• No results found

Het bereiken van een schikking na daadwerkelijke kinderontvoering

In document a Internationale kinderontvoering (pagina 32-35)

2 De gang van zaken in de praktijk

2.4 Het bereiken van een schikking na daadwerkelijke kinderontvoering

Als gevolg van artikel 7 lid 2 van het HKOV dienen centrale autoriteiten

maatregelen te nemen om ‘te verzekeren dat het kind vrijwillig wordt teruggegeven of een schikking in der minne wordt bereikt’. Volgens art. 10 van het HKOV dient eerst te worden getracht om terugkeer van het kind via een minnelijke regeling te bewerkstelligen, alvorens wordt overgegaan tot gerechtelijke actie (Memorie van Toelichting, kamerstuk 20461).
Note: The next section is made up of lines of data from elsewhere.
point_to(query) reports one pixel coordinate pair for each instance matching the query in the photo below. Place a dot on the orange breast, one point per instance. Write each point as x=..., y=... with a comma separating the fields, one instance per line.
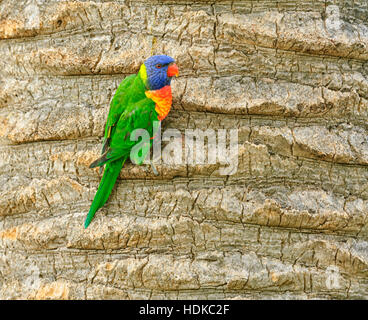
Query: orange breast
x=163, y=100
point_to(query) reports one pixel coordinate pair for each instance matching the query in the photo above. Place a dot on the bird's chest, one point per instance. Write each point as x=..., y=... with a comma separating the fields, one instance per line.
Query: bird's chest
x=163, y=100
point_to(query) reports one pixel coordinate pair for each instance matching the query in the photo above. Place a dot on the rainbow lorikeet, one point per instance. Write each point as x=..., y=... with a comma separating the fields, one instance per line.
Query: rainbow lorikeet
x=140, y=100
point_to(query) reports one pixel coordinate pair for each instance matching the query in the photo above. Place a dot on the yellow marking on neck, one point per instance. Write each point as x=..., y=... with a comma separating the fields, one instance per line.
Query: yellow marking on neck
x=143, y=73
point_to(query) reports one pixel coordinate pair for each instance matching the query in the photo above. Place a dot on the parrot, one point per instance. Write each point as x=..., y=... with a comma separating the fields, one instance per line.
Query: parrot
x=139, y=100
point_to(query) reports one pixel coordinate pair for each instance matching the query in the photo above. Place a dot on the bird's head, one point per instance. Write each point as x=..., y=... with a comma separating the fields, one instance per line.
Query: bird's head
x=157, y=71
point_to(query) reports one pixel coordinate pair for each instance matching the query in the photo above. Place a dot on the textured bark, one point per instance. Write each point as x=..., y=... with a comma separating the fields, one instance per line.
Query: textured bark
x=292, y=76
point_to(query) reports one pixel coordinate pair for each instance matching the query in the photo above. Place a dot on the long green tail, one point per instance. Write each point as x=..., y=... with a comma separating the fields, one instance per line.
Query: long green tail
x=112, y=170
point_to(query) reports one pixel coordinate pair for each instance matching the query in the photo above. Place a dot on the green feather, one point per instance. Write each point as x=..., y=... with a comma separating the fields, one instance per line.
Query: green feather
x=109, y=177
x=130, y=109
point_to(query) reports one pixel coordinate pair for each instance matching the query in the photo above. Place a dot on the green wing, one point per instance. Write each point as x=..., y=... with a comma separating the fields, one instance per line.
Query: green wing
x=137, y=115
x=117, y=106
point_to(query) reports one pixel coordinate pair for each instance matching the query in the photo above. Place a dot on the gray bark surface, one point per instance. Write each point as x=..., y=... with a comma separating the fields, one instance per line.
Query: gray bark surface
x=292, y=76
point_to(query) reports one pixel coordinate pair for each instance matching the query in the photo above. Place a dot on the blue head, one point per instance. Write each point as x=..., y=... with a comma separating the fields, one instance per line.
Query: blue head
x=158, y=71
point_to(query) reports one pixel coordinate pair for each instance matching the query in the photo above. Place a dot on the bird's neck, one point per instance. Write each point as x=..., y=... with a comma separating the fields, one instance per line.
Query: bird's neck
x=163, y=99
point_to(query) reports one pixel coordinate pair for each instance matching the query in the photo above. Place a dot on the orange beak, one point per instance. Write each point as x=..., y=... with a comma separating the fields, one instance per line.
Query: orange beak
x=172, y=70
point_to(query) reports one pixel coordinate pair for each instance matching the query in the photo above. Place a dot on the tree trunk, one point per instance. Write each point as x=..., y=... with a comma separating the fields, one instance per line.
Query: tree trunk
x=291, y=222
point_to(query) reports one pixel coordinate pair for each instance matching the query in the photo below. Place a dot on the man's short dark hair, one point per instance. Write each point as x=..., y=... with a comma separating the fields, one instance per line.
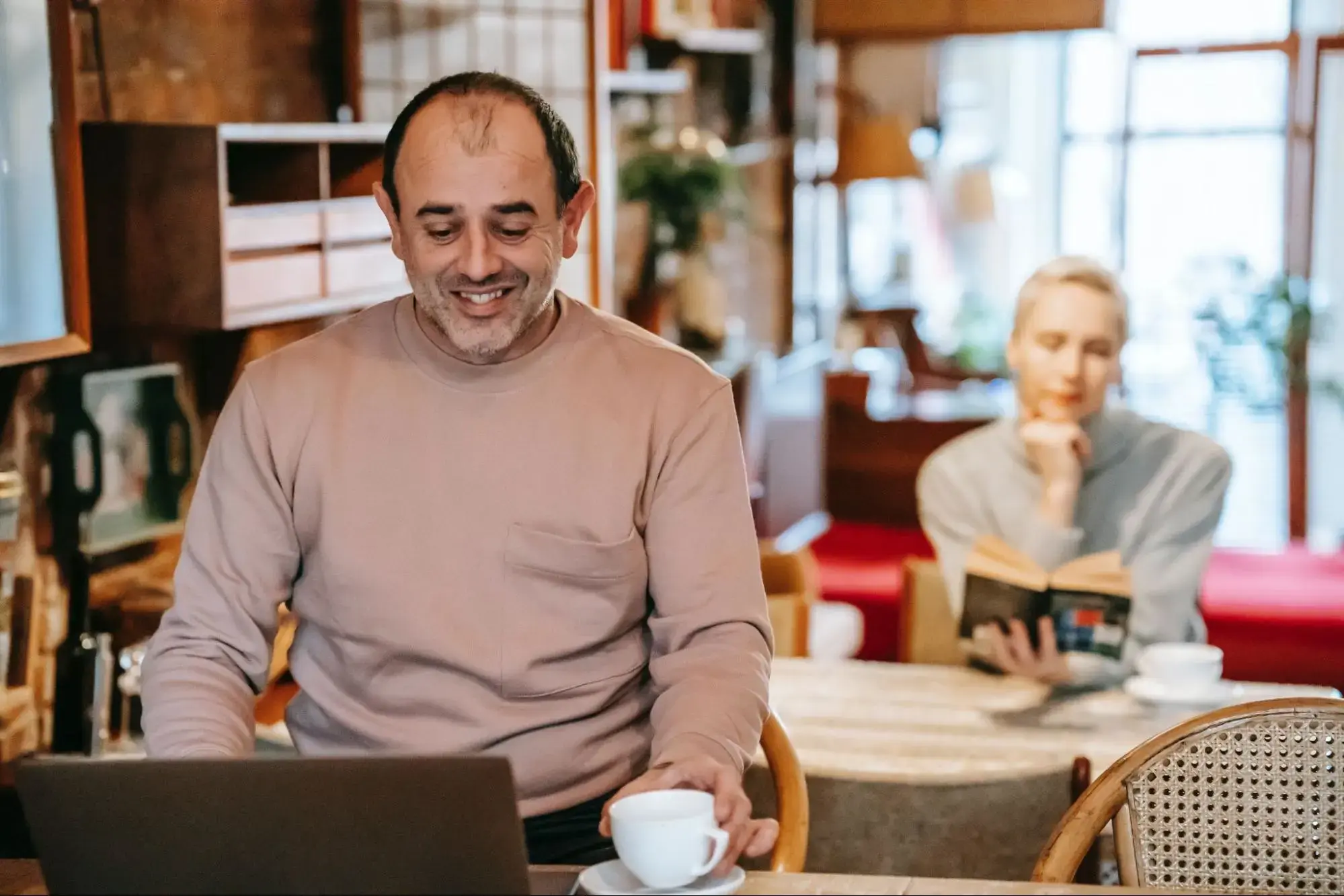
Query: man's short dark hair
x=559, y=141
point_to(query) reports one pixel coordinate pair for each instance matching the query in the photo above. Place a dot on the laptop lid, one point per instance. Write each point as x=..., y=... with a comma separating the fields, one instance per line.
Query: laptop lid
x=276, y=825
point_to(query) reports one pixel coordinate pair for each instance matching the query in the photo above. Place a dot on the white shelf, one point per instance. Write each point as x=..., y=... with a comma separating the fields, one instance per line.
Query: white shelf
x=721, y=40
x=670, y=81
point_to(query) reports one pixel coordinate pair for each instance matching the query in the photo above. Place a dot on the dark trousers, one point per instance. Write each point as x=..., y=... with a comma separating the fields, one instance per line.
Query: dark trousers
x=569, y=836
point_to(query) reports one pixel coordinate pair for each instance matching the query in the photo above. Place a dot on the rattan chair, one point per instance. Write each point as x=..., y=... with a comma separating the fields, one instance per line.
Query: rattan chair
x=1245, y=800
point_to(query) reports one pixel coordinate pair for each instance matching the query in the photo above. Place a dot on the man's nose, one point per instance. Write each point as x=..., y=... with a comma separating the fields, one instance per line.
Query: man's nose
x=1072, y=363
x=481, y=261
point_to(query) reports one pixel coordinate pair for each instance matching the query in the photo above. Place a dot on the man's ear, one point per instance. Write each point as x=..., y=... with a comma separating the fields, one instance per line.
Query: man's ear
x=385, y=203
x=571, y=216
In overeenstemming met het bovenstaande heeft de CA een

‘schikkingsbevorderende attitude’, zoals ook blijkt uit het ‘Protocol Internationale kinderontvoering’ (Ministerie van Justitie, 2000). Volgens dit protocol dient de CA de ontvoerende ouder in eerste instantie een aangetekende brief te sturen met het verzoek vrijwillig mee te werken aan teruggeleiding van het kind naar het land van herkomst of te proberen met de achtergebleven ouder alsnog overeenstemming te bereiken over de plaats van het verblijf. In deze paragraaf wordt nagegaan in hoeverre en op welke wijze er in de praktijk getracht wordt een schikking te bereiken.

Procedure

In tien van de elf bestudeerde inkomende zaken20 heeft de CA de ontvoerende ouder een brief gestuurd met daarin het verzoek om het kind vrijwillig terug te laten keren naar het land van herkomst, of te proberen met de achtergebleven ouder alsnog overeenstemming te bereiken over de plaats van het verblijf. In de brief is aan de ontvoerende ouder daartoe in alle gevallen een termijn gesteld. Slechts in één zaak heeft de CA geen poging gedaan om de ontvoering via een minnelijke regeling op te lossen en is men onmiddellijk overgegaan tot het opstarten van een juridische procedure. De reden daarvoor was dat de kans te groot werd geacht dat de ontvoerende ouder anders in de tussentijd met het kind naar een ander land zou vluchten.

Ook de meerderheid van de respondenten (n=14) geeft aan de ouders (altijd) op het belang van een schikking te wijzen, waarbij enkelen van hen opmerken dat dit wel afhankelijk is van de situatie. Zo moet de locatie van de ontvoerder bekend zijn om hem/haar op het belang van een schikking te kunnen wijzen. Ook de vrees dat een ontvoerende ouder zal onderduiken, kan er volgens een vertegenwoordiger van de CA toe leiden dat niet op een schikking wordt gewezen en men in plaats

daarvan de betreffende ouder op voorhand laat signaleren. Een dergelijke gang van zaken bleek al uit één van de bestudeerde dossiers en is in overeenstemming met art. 10, lid 2 van de Uitvoeringswet.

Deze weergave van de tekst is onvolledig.